A naturally biodegradable substance, with no residual toxins if treated right, wool can be returned to the earth after use - but why waste a perfectly durable fibre when it still has life left in it? MWool ensures this animal-based material gets a second chance thanks to an efficient, transparent local supply chain of post and pre-consumer waste, which is transformed back into yarn using a centuries-old process. Made entirely in Italy, and tracked from beginning to end, MWool stands for everything PlasticFree is looking for: natural, reusable, waste free, and nutrient rich.
100% MWool fabrics have been shown to decompose in 140 days
wool garments have been saved from landfill, according to Manteco
MWool uses 99.9% less water than virgin wool, and 93.3% less total energy consumption
Manteco’s Recype Process produces over 1,000 colours of recycled MWool, offering brands a plethora of tonal choices for collections. Despite this, many brands look for proprietary colours to set them apart from the competition. If you're looking for a unique tone, ask yourself: does the benefit of a personalised hue really outweigh the environmental benefits of using recycled and circular textiles? And if you deem it does, how will your consumer react to that messaging?
MWool can be recycled again and again, and brands looking to use it should aim for recyclable designs, not just recycled. Implementing a takeback program, so that previously used MWool attire can be sent back to Manteco and remade into new fibres, would ensure further circularity. While 100% wool-based items would theoretically break down in the natural environment, keeping the resource in use as long as possible should be the priority.

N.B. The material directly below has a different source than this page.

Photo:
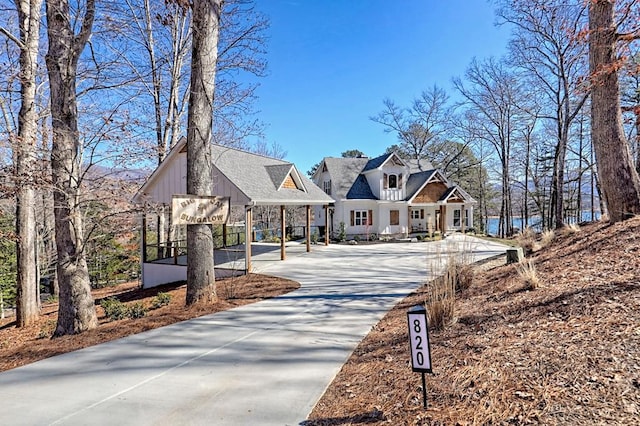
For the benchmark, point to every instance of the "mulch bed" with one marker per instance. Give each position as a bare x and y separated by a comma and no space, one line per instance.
567,352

Any brand using MWool shouldn't stop there. For a truly circular design, MWool must be paired with equally plastic-free and toxin-free trims, threads, linings, closures, and so on, prioritising materials that will also break down in nature and can be easily removed and reused. Threads are a particular problem area, as most on the market feature a nylon core. Could you move away from threads entirely, creating a modular garment that uses metal fastenings instead?